News (Media)
Is that actually news? How to identify good and trustworthy news sources
People have always had strong feelings about media and news; that's nothing new! From the earliest days of this country, the power of a free press was considered so essential that it was written into the very first amendment of our founding documents.
We live in an era of information overload, where headlines compete for our attention and outrage travels faster than facts. It's easy to feel overwhelmed, cynical, or just plain exhausted. But we can not ever lose sight of the idea that a world without free and wide-ranging access to information would be far worse than the messy one we navigate now.
That's exactly why sharpening our critical thinking skills matters more than ever. Being a smart news consumer isn't about distrust — it's about discernment. It means asking better questions, seeking out context, and understanding not just what we're reading, but why it was written and who it was written for.
In Flourish, we face the truth — about our country, our systems, our policies, and yes, our media. Each year, we sharpen our skills as critical consumers of news.
Here are the 2026 Flourish News & Media Pro-Tips:
💸 Pay for the News: "If you're not paying for it, you are the product." Whether you go old school with print or subscribe to digital outlets, support a free press with your dollars. Journalism costs money to produce and quality journalism costs more.

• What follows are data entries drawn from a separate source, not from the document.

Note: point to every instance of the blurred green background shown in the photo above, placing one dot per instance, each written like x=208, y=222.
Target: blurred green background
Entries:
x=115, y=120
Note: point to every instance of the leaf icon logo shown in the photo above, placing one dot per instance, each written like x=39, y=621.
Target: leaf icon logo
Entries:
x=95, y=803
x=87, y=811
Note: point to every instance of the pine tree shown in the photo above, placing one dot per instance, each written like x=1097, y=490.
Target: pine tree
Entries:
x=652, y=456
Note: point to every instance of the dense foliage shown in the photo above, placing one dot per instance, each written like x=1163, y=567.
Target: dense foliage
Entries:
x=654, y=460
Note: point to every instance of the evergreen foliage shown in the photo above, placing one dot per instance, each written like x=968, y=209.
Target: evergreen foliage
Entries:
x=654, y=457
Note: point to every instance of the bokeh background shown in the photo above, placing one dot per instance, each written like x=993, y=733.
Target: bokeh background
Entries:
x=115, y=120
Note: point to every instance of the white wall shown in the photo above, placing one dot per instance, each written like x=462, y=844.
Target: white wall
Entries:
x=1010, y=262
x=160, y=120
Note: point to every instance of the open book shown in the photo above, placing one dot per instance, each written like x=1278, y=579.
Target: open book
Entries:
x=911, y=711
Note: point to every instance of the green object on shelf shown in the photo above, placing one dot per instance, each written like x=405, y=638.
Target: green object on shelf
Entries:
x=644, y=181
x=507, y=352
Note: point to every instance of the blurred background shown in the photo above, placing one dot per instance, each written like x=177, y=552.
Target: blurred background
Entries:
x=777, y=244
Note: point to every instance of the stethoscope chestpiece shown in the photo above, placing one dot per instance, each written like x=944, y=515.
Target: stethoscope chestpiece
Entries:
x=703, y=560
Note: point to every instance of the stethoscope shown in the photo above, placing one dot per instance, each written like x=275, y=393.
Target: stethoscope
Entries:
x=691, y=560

📍 Go Local: Subscribe to your local newspaper. Watch your local news. According to the Pew Research Center, Americans find local TV, radio, and newspapers more trustworthy than national news (and much more trustworthy than social media). Local reporters cover the school board, the water supply, the zoning decisions that actually affect your daily life.
🔍 Seek Out Your News — Don't Let It Find You: Don't be a passive news consumer. Most mobile news feeds are assembled by algorithms based on your browsing and purchase history. Know how your news is curated. Apple News, for example, uses human editors with a journalism background to curate the newsfeed. (Want to know more? Computer scientist and professor Jack Brandy breaks down the key differences in stories selected by algorithms vs. human editors.)
🚫 Anecdotal Stories ≠ News: One person's experience is a feature article – not news. News coverage is primarily about the verifiable facts of an event. Personal stories can be compelling and meaningful, but they don't necessarily reflect the broader picture.
🚫 Editorial Content ≠ News: Opinion is everywhere, and it's often dressed up to look like reporting. A journalist's core job is answering the six essential questions: Who? What? When? Where? Why? How? If a piece skips straight to conclusions without those foundations, you're reading commentary and not news.
✅ Signs You're Reading Legitimate News:
Iron Core Reporting: Prioritize first-hand, eyewitness accounts and original investigative journalism. If a story says "according to" another outlet, stop and go directly to the original source. This Princeton piece by investigative reporter and professor Joe Stephens is a great primer.
Named Sources: Are real people quoted, with relevant credentials? Anonymous sources have their place, but they should be the exception and not the rule.
Corrections: Does the outlet publish corrections? Every newsroom makes mistakes. How they handle errors tells you everything about their integrity.
🌐 Diversify Your News Diet: The same story can look completely different depending on who's reporting it, who it's written for, and where in the world it's being read. Make a habit of reading across racial, socioeconomic, and international lines — not to find "balance," but to get closer to the full picture.
📊 Know Your Source's Bias: Every news source has a bias — including your favorites. Ad Fontes Media is a nonpartisan nonprofit whose interactive Media Bias Chart lets you look up any outlet and see exactly where it lands. Worth a look. You might be surprised.
Some News Sources We Recommend:
Wire Services: Associated Press (AP) · Reuters
Public Broadcasting: NPR · PBS NewsHour
International Coverage of U.S. News: BBC · The Financial Times · The Economist · The Guardian
Newspapers: The New York Times · The Los Angeles Times · The Wall Street Journal
Investigative Reporting: ProPublica · The Dispatch
Across the Political Spectrum: AllSides · Ground News
Broadcast News: NBC · ABC · CBS Evening News · C-SPAN
For Californians: CalMatters — a nonpartisan, nonprofit news digest covering California policy and politics.